Thinking inside the box

More people than ever are packing a lunch for work or school. The number of ways to carry the meal have grown, too.
Are you still brown-bagging it? If so, it may be time for a change. Lunch has evolved beyond the sandwich, and lunch containers have kept pace. They keep your salad crisp, your dressing separate, your drink cold and soup hot, and your taco intact.

JoAnne Anderson, marketing manager for Pacific Marketing International -- the parent company of Aladdin, the lunch box manufacturer, and Stanley, the thermos maker -- says research indicates more people than ever are bringing their lunch to school and work, for economic, nutritional, and environmental reasons. What they bring that lunch in now includes reusable sandwich wraps that wipe clean, bowls outfitted with yogurt-holding ice packs, and containers with serious style.

Kids' lunch totes are still adorned with superheroes and princesses, but instead of metal and hard plastic boxes, they are soft, insulated sacks with pockets for cold packs and elastic bands for securing bottles. Betsy Block, author of the newly published "The Dinner Diaries: Raising Whole Wheat Kids in a White Bread World," says that "if the cheese gets wet or the x chips soggy, my little daughter, Maya, won't eat."
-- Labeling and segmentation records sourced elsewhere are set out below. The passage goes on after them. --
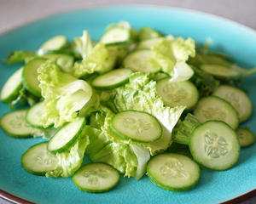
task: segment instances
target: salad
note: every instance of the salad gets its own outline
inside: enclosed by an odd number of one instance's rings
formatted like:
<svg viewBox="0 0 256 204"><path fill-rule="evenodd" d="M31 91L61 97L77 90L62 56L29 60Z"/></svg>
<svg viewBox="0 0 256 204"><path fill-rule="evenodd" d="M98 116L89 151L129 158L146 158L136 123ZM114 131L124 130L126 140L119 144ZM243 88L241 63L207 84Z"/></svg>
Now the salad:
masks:
<svg viewBox="0 0 256 204"><path fill-rule="evenodd" d="M253 105L241 84L256 69L209 46L121 21L97 42L84 31L72 42L60 35L37 51L15 51L6 63L23 65L0 99L30 107L3 116L1 128L45 139L22 155L24 169L73 177L84 191L110 190L120 174L190 190L201 168L232 167L241 147L255 141L242 127Z"/></svg>

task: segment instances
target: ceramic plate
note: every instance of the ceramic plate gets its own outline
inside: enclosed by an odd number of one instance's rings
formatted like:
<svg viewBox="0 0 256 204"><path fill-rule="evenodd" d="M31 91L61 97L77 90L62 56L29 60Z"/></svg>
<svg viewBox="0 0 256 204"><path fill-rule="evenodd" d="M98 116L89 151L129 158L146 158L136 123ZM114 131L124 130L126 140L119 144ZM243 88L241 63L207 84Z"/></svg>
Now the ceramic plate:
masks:
<svg viewBox="0 0 256 204"><path fill-rule="evenodd" d="M20 65L7 66L4 59L12 50L36 50L52 36L63 34L70 40L89 31L97 40L107 25L129 21L135 28L150 26L166 34L192 37L235 57L245 67L256 66L256 33L228 20L195 11L156 6L115 6L90 8L50 16L0 36L0 87ZM247 77L244 88L256 107L256 75ZM254 109L256 110L256 109ZM0 116L8 105L0 104ZM243 124L256 133L255 110ZM218 203L256 188L256 145L242 149L239 162L224 172L201 171L196 187L187 192L170 192L156 187L144 176L139 181L122 178L117 188L105 194L79 190L71 178L33 176L20 166L20 156L41 139L15 139L0 130L0 189L37 203Z"/></svg>

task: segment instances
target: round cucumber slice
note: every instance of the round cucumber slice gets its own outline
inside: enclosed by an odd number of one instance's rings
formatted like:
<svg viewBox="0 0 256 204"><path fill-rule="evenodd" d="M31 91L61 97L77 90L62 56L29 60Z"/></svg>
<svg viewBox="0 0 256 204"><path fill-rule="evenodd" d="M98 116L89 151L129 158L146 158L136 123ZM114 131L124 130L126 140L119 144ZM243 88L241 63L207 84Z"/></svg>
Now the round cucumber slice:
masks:
<svg viewBox="0 0 256 204"><path fill-rule="evenodd" d="M255 142L255 135L247 128L241 128L236 130L239 143L241 147L247 147Z"/></svg>
<svg viewBox="0 0 256 204"><path fill-rule="evenodd" d="M148 163L150 181L162 189L183 191L195 186L200 178L200 167L188 156L166 153L154 156Z"/></svg>
<svg viewBox="0 0 256 204"><path fill-rule="evenodd" d="M26 122L27 110L15 110L5 114L0 120L2 129L14 138L28 138L33 128Z"/></svg>
<svg viewBox="0 0 256 204"><path fill-rule="evenodd" d="M242 90L231 86L222 85L216 89L213 94L233 105L238 112L240 122L246 121L252 116L252 101Z"/></svg>
<svg viewBox="0 0 256 204"><path fill-rule="evenodd" d="M162 127L159 121L143 111L119 112L113 117L110 127L119 136L137 142L153 142L162 135Z"/></svg>
<svg viewBox="0 0 256 204"><path fill-rule="evenodd" d="M217 97L202 98L197 104L194 115L201 122L210 120L223 121L233 129L239 125L238 113L227 101Z"/></svg>
<svg viewBox="0 0 256 204"><path fill-rule="evenodd" d="M158 38L153 38L148 40L143 40L138 42L137 49L150 49L152 48L155 44L160 42L163 38L158 37Z"/></svg>
<svg viewBox="0 0 256 204"><path fill-rule="evenodd" d="M62 127L49 141L48 150L52 153L65 151L76 141L85 124L85 118L83 117Z"/></svg>
<svg viewBox="0 0 256 204"><path fill-rule="evenodd" d="M134 71L154 73L160 67L154 66L150 60L152 52L149 49L137 50L128 54L124 60L124 66Z"/></svg>
<svg viewBox="0 0 256 204"><path fill-rule="evenodd" d="M129 82L132 71L129 69L117 69L96 77L91 85L97 89L108 90L120 87Z"/></svg>
<svg viewBox="0 0 256 204"><path fill-rule="evenodd" d="M46 61L43 58L35 58L30 60L24 67L22 74L23 85L35 96L41 97L41 88L38 79L38 68Z"/></svg>
<svg viewBox="0 0 256 204"><path fill-rule="evenodd" d="M220 78L236 78L241 76L238 71L224 65L207 64L201 65L200 68Z"/></svg>
<svg viewBox="0 0 256 204"><path fill-rule="evenodd" d="M90 163L82 167L73 177L76 186L90 193L103 193L117 185L119 173L104 163Z"/></svg>
<svg viewBox="0 0 256 204"><path fill-rule="evenodd" d="M187 110L193 108L199 99L196 87L189 81L170 82L170 78L160 80L156 83L157 94L168 106L184 105Z"/></svg>
<svg viewBox="0 0 256 204"><path fill-rule="evenodd" d="M131 40L130 30L115 27L108 31L102 37L101 42L104 44L122 44L127 43Z"/></svg>
<svg viewBox="0 0 256 204"><path fill-rule="evenodd" d="M44 58L55 61L61 69L67 73L72 71L74 59L71 55L65 54L48 54L44 55Z"/></svg>
<svg viewBox="0 0 256 204"><path fill-rule="evenodd" d="M189 150L193 158L205 167L225 170L236 163L240 144L237 134L228 124L208 121L193 131Z"/></svg>
<svg viewBox="0 0 256 204"><path fill-rule="evenodd" d="M0 100L9 103L15 99L22 88L23 68L16 71L4 83L0 94Z"/></svg>
<svg viewBox="0 0 256 204"><path fill-rule="evenodd" d="M39 102L32 106L26 113L26 120L31 127L39 129L45 129L41 122L44 110L44 102Z"/></svg>
<svg viewBox="0 0 256 204"><path fill-rule="evenodd" d="M21 157L22 167L29 173L44 176L55 170L58 158L47 150L47 142L37 144L29 148Z"/></svg>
But as Block shops for containers that forestall those disasters, she is also concerned about safety. She cautions that consumers need to know what containers are made of. "Look for ..... 1(PETE), 2(HDPE), 4(LDPE) and 5(PP) in the recycle triangle," says Block -- these are OK. "Even if the risk is small, why take the chance if you have choices?" She recommends the National Geographic Green Guide website (www.thegreenguide.com/doc/77/plastics) as a place to educate yourself.

Deborah Hamilton, creator of the website www.lunchinabox.net, spent nine years in Japan and became besotted with bento, the Japanese portable meal that is the ultimate in compartmentalized lunchboxes. Healthy food arranged attractively for both kids and adults is serious business in Japan. Her website illustrates the lunches she packs for her young son. "Basically I am too lazy to make him something different from what we eat at home," says Hamilton, "so it is all in the packing." She has a collection of cute Japanese-style lunchboxes for her son with all manner of sauce containers, appealing muffin holders, and cartoon-character-shaped molds for rice balls or sandwiches. Her website has recipes, excellent tips for making food in advance, product reviews, and information on bento boxes. Although some might be intimidated by the lengths she goes to for her son's lunch, the site has practical information and is occasionally inspirational. Tokai Japanese Gifts (617-864-5922) at the Porter Exchange in Cambridge has bento boxes for adults. (They are also a great way to practice portion control.)

Several new products help reduce the amount of disposables. Wrap-N-Mat is a square of fabric lined with plastic (the good kind) that closes with a Velcro strap to wrap sandwiches or cookies. When opened, it doubles as a place mat. Wash and dry overnight and use again and again. (Bye bye, baggies.) These are available in a variety of colors and designs (www.wrapnmat.com). Check out the www.reusablebags.com website, which offers items for toting all manner of things around, including food.

Today's containers are often designed with specific foods in mind. There is, for example, a hinged plastic container for a banana (www.bananasaver.com). Fit & Fresh (www.fit-fresh.com) has compartmentalized containers with snap-in, fitted cold packs. There is a carrier for salads with a lid that contains the dressing. Flip open a cap and the dressing drizzles onto the salad. The Breakfast Chiller comes with a doughnut-like ice pack that surrounds a container for milk or yogurt.

Among local stores, Target seems to have the largest variety of lunch solutions. You will find them in the housewares, back-to-school, and outdoors departments. A young cashier got really excited as she scanned a bunch of saladware. "Wow! I stopped bringing salad to work because it got all mushy. These are way cool."

Get healthy, be frugal, and go green. If you can make it, you can take it -- in safety and style.